The recent study "Removing the Mask of Average Treatment Effects in Chronic Lyme Disease Research Using Big Data and Subgroup Analysis" was published in Healthcare by Lorraine Johnson, principal investigator of MyLymeData (a project of LymeDisease.org), Dr. Jennifer Mankoff, Richard E. Ladner Professor in the Paul G. Allen School of Computer Science and Engineering University of Washington, and biostatistician Mira Shapiro.
The study reviewed treatment responses of nearly 4,000 patients with late or chronic Lyme disease. Looking only at "average" figures, it appears there was little response to treatment, according to Lorraine Johnson of LymeDisease.org.
"However, breaking them into sub-groups presents an entirely different picture," Johnson said.
More than half (52%) reported at least some improvement, with more than a third (34%) saying that they improved "moderately" to "a very great deal". Slightly more than a third (37%) had no treatment response. Only 12% reported that their symptoms were worse after treatment.
"There is no average Lyme disease patient," emphasized Johnson. "We need to move away from looking at treatment response averages, and instead, figure out who recovers from Lyme disease and why, in order to provide individualized care."
The Centers for Disease Control and Prevention (CDC) estimates that 300,000 new cases of Lyme disease occur annually. While many patients who are diagnosed and treated early are restored to health, a reported 10%-35% do not recover. Furthermore, many patients are not diagnosed until later in the disease, when Lyme is much harder to treat.

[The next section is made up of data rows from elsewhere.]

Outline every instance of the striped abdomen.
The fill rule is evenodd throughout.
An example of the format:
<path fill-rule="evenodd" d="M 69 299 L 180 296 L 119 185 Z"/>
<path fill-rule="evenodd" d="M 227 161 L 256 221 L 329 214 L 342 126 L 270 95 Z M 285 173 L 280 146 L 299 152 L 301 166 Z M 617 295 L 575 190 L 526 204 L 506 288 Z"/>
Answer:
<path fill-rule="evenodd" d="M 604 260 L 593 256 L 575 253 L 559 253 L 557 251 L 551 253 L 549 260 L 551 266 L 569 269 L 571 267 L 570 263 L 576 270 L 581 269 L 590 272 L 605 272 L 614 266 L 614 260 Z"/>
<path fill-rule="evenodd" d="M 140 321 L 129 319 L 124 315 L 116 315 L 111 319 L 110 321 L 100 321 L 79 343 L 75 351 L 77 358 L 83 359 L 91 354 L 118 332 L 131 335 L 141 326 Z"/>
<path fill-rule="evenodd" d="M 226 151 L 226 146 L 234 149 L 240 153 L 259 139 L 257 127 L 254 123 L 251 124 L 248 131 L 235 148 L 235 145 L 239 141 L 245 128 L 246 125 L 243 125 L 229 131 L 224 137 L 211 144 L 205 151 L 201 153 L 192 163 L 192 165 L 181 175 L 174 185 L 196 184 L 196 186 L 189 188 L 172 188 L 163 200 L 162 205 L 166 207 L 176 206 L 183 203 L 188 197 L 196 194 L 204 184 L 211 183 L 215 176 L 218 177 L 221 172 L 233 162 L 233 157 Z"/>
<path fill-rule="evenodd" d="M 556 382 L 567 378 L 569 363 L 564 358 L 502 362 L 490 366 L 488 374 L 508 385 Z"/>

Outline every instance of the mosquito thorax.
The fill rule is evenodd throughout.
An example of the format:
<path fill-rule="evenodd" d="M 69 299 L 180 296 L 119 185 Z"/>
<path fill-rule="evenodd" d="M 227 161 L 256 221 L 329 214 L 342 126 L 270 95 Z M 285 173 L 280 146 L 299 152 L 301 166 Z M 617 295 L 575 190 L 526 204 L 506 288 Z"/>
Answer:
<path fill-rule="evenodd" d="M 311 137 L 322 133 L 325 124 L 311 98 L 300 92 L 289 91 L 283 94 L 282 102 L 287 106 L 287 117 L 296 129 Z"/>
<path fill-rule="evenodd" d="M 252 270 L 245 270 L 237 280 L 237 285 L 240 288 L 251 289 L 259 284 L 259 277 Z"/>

"First, we need to determine what factors drive treatment response in certain groups of patients. Then we can apply that knowledge to other patients to increase treatment success rates," Mankoff explained.
In the past, studies about chronic Lyme disease treatment have used very small samples (the largest enrolled just 129) and highly restrictive enrollment criteria. The three studies funded by the National Institutes of Health were too small to look at individual variations in how patients responded to treatment. Instead, they lumped the patients together, looked at average treatment response, and produced conflicting results. According to Shapiro, "using averages like this leaves out the most important information—the individual treatment variation."
The study is available via open access (without charge) at https://www.mdpi.com/2227-9032/6/4/124.
A video abstract is available at https://www.youtube.com/watch?v=_TwYXI08ZTg.
Author interviews are available upon request.
About LymeDisease.org
LymeDisease.org's mission is to empower patients through science-based advocacy by providing them with the educational, communications, advocacy, and research tools essential to improve our understanding of Lyme disease and develop effective diagnostic tests and treatments.
About MyLymeData
MyLymeData is a patient registry and research platform that was developed and launched by LymeDisease.org in 2015. It uses big data research tools that allow patients to pool their data quickly and privately to determine which treatments work best. Over 11,000 patients have enrolled in the registry, which is now in the top 5% of patient-driven registries in the nation. The registry remains open for enrollment.